# "si" instead of "se"



## shimon

Nazdar! I've read in my book:* škodíš si* for *you harm yourself*. Is *si* it an admitted form for *se* or simply a misprint? Děkuji


----------



## ilocas2

The verb "škodit" requires dative, and the reflexive pronoun "se" has a dative form "si".


----------



## francisgranada

shimon said:


> Nazdar! I've read in my book:* škodíš si* for *you harm yourself*. Is *si* it an admitted form for *se* or simply a misprint? Děkuji


 
vidí *se* -      *si* vede  (= vede *sè* stesso - _accusativo_)
koupí *si*    - *si* compra (= compra *a sè* stesso - _dativo_)

Ciao.


----------



## shimon

_- pronome riflessivo _*se*_, riferito a tutte le persone, sing e pl: G _*sebe*,  _D _*sobě*,  _A _*sebe/se*,  _L _*sobě*,  _S _*sebou
*this is the declension of the pronoun in my book.

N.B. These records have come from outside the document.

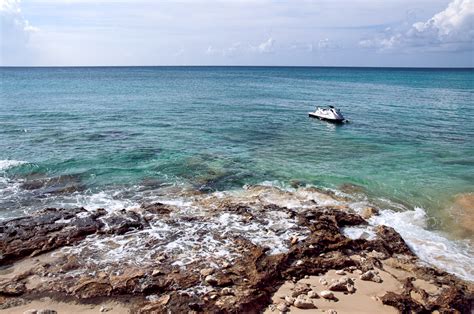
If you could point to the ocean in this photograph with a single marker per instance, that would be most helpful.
(117, 137)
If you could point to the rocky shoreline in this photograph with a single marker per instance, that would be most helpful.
(224, 253)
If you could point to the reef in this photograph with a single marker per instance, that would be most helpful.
(218, 253)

So I must insert *si *as an alternative form in the dative and locative case?


----------



## shimon

thank you all for your help
ciao


----------



## ilocas2

I must say that book is partially wrong. Correct declension is:

_genitive_ - sebe
_dative_ - sobě, si
_accusative_ - sebe, se
_locative_ - sobě
_instrumental_ - sebou


----------



## francisgranada

shimon said:


> _- pronome riflessivo _*se*_, riferito a tutte le persone, sing e pl: G _*sebe*,  _D _*sobě*,  _A _*sebe/se*,  _L _*sobě*,  _S _*sebou
> *this is the declension of the pronoun in my book. So I must insert *si *as an alternative form in the dative and locative case?

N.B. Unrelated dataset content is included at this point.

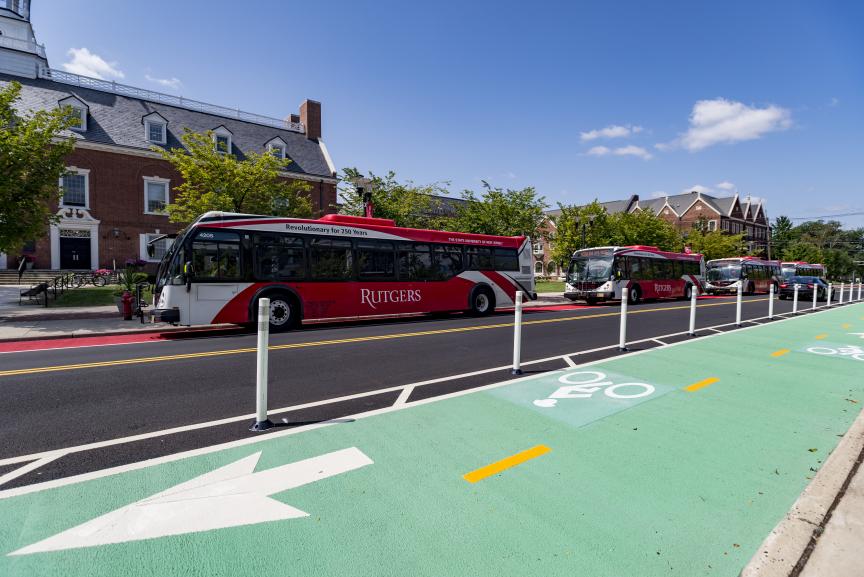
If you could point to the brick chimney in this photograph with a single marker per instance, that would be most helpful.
(310, 116)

La declinazione é come dice Ilocas2.

Le forme ceche *si* e _*se*_ sono atone e corrispondono a _*si *_in italiano, con la differenza che nel ceco _*si *_é in dativo e _*se*_ é in accusativo, mentre in italiano c'è una sola forma. Le forme atone non si possono usare con preposizioni (né in ceco né in italiano).

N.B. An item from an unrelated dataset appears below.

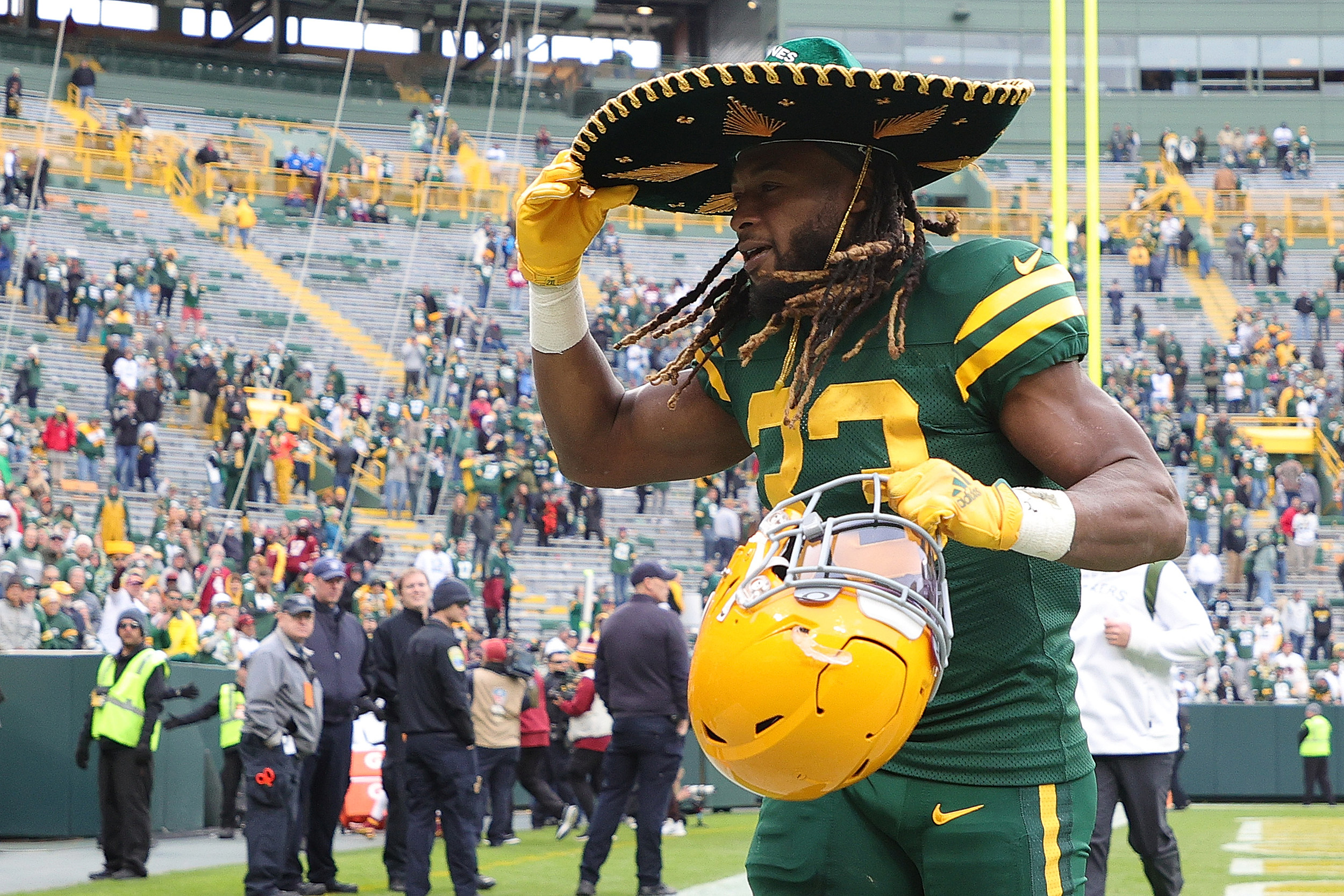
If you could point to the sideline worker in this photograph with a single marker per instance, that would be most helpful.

Le forme toniche si usano anche con preposizione, sia in ceco che in italiano. La differenza è, che in italiano abbiamo una sola forma (*sè*), mentre nella lingua ceca le seguenti:

_genitive_ - sebe
_dative_ - sobě 
_accusative_ - sebe
_locative_ - sobě
_instrumental_ - sebou     

(visto che sei italiano e che ci sono somiglianze tra l'italiano ed il ceco, ho preferito di risponderti in italiano invece dell'inglese - spero che vada bene cosí)


----------



## shimon

l'italiano va benissimo, grazie infinite!
ciao


----------